About the Author

Catching Social Butterflies

By Jonathan Popa

A social network is a graph that models a population with social relations. The vertices of the network represent individuals, and edges represent social links between two individuals; these social links can be relationships between family members, friends, co-workers, or other parties. Diffusion modeling across social networks has applications in various sciences, such as predicting the spread of contagious diseases and developing marketing strategies. In order to create a social communication network, researchers need data to understand how people interact.

I participated in a study that examined a dataset from the social networking service Meetup to analyze online and offline networks and to study the behavior of social butterflies, the most socially active individuals. Meetup allows users to create online groups and RSVP to offline events. The resulting dataset consists of user interaction data in both online and offline settings. For this study we filtered a Meetup dataset for six U.S. cities: Chicago, Dallas, Los Angeles, Miami, New York, and Philadelphia. For each city, we first filtered residents via the longitude/latitude data of users. Then we constructed an online and offline network for each city. For the sake of simplicity, we used the assumption of complete mixing when connecting users in the on and offline networks, meaning that all users interact with all other users present. This assumption results in an online network formed by creating an edge between users who share membership in an online group. Analogously, the offline network is formed by creating an edge between users who attend the same events.

When comparing the degree distributions of the cities, we observed that the shape of each distribution was similar; however, the online networks exhibit some noticeable scattering. In our analysis of Meetup users’ social activity and interaction patterns, we next examined the metric of active membership. A user has active membership in a group if he/she attends an offline event hosted by the group. Since participation in events is not required for users to join online groups, the active membership metric provides a comparison of online and offline user behavior. From our statistical analysis, we observed that there were less users with many active memberships than users with many group memberships. This result seems natural, considering the ease of joining an online group compared to traveling to events.

In the interest of identifying social butterflies, we measured each user’s social activity by the number of events attended. From analyzing the percentiles of user attendance, we observed that—in contrast to the majority of users (who have attended less than three events)—the social butterflies have attended hundreds of events. To study clustering of social butterflies, we measured event activity by defining an event score (ES) and robust event score (RES). The ES is defined as the mean of users’ social activity measure, and the RES is the median of the users’ social activity measures. Figure 1 compares the 95th percentile of ES and RES versus attendance for each of the six aforementioned cities in this study. We observed that events with less attendees were more likely to have higher event scores than large events. This indicates that small events are attended by a relatively large number of social butterflies.

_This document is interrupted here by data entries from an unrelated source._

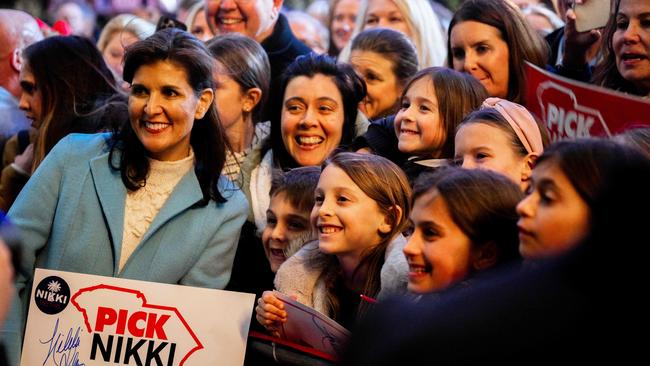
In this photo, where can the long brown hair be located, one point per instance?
(524, 43)
(74, 82)
(386, 184)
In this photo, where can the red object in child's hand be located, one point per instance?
(62, 27)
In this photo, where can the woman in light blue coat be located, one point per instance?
(146, 202)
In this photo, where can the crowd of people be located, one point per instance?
(354, 150)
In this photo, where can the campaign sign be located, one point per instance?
(78, 319)
(572, 109)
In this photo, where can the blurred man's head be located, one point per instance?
(252, 18)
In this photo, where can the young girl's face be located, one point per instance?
(417, 124)
(347, 220)
(284, 224)
(553, 217)
(437, 251)
(482, 146)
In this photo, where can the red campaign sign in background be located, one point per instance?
(572, 109)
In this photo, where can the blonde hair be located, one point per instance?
(133, 24)
(426, 31)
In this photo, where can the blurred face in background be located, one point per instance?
(31, 99)
(383, 89)
(200, 27)
(252, 18)
(343, 20)
(479, 50)
(114, 52)
(385, 14)
(631, 43)
(312, 118)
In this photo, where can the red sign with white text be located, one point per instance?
(85, 320)
(572, 109)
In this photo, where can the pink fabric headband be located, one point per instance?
(521, 121)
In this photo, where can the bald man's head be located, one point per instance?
(17, 31)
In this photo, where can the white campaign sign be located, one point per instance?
(77, 319)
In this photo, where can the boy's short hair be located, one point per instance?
(297, 184)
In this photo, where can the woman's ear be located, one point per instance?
(485, 256)
(528, 165)
(391, 219)
(205, 99)
(251, 98)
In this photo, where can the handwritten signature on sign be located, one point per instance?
(63, 351)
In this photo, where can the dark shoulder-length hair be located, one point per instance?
(349, 84)
(484, 215)
(207, 137)
(74, 81)
(245, 61)
(457, 93)
(588, 163)
(606, 73)
(393, 46)
(386, 184)
(524, 43)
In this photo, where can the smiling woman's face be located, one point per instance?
(479, 50)
(312, 119)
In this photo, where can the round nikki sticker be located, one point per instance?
(52, 295)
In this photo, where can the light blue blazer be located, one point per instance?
(71, 215)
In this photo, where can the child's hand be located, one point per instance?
(270, 313)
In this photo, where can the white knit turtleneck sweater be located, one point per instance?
(143, 205)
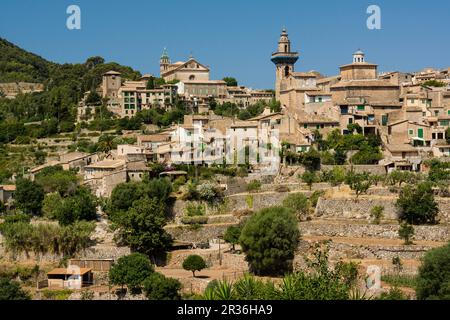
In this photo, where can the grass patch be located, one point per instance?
(56, 294)
(408, 281)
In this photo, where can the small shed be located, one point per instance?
(72, 277)
(173, 174)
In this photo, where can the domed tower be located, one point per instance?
(164, 62)
(358, 56)
(284, 60)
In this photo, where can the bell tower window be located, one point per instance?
(286, 71)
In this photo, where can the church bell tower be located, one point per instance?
(284, 60)
(164, 62)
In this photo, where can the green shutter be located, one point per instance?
(420, 133)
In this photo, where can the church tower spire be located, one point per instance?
(284, 60)
(164, 62)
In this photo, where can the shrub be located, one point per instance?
(314, 198)
(209, 192)
(433, 281)
(28, 196)
(142, 226)
(232, 235)
(254, 186)
(298, 202)
(56, 294)
(309, 177)
(398, 265)
(194, 263)
(194, 210)
(194, 220)
(158, 287)
(417, 204)
(282, 188)
(10, 290)
(358, 182)
(269, 240)
(406, 232)
(393, 294)
(131, 271)
(376, 213)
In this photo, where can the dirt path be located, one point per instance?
(373, 241)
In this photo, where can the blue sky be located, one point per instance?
(234, 37)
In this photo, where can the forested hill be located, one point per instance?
(64, 86)
(18, 65)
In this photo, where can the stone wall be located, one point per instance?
(385, 231)
(257, 201)
(229, 261)
(352, 208)
(204, 234)
(373, 169)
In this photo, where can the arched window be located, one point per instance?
(286, 71)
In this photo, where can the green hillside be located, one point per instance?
(64, 84)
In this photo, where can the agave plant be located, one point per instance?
(288, 288)
(357, 294)
(224, 291)
(248, 288)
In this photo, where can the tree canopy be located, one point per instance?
(433, 282)
(131, 271)
(269, 239)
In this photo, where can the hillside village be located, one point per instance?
(345, 154)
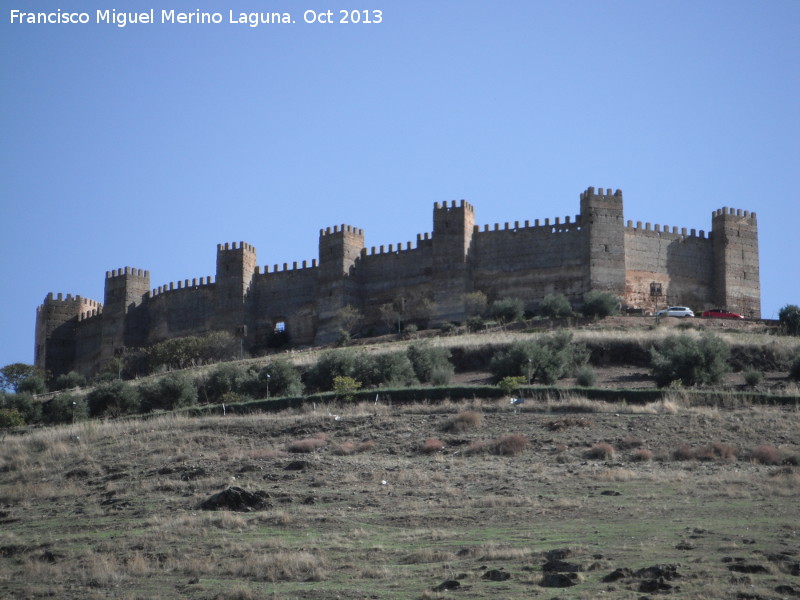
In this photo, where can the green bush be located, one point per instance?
(70, 380)
(112, 399)
(65, 408)
(281, 376)
(585, 376)
(24, 404)
(393, 369)
(225, 379)
(333, 363)
(507, 310)
(753, 377)
(546, 359)
(10, 417)
(794, 369)
(168, 393)
(179, 353)
(555, 306)
(427, 359)
(789, 316)
(690, 361)
(598, 304)
(14, 375)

Figure 1. Event score (ES) versus attendance and robust event score (RES) versus attendance.

In the future, we can conduct further analysis in a variety of directions. Evaluating event scores with respect to particular interest groups and examining evolution of network attributes in time would be of interest. Additionally, we could make comparisons between other online social media datasets, such as those from Twitter and Facebook, with Meetup via graph matching procedures to provide a deeper overall understanding of social network structures.

Acknowledgments: Kusha Nezafati, Yulia R. Gel, John Zweck (all of the Department of Mathematical Sciences at the University of Texas at Dallas), and Georgiy Bobashev (RTI International) co-authored this research. The research presented here was conducted as part of the Enriched Doctoral Training Program, funded by the National Science Foundation.

 Jonathan Popa is a Ph.D. student at the University of Texas at Dallas studying applied mathematics.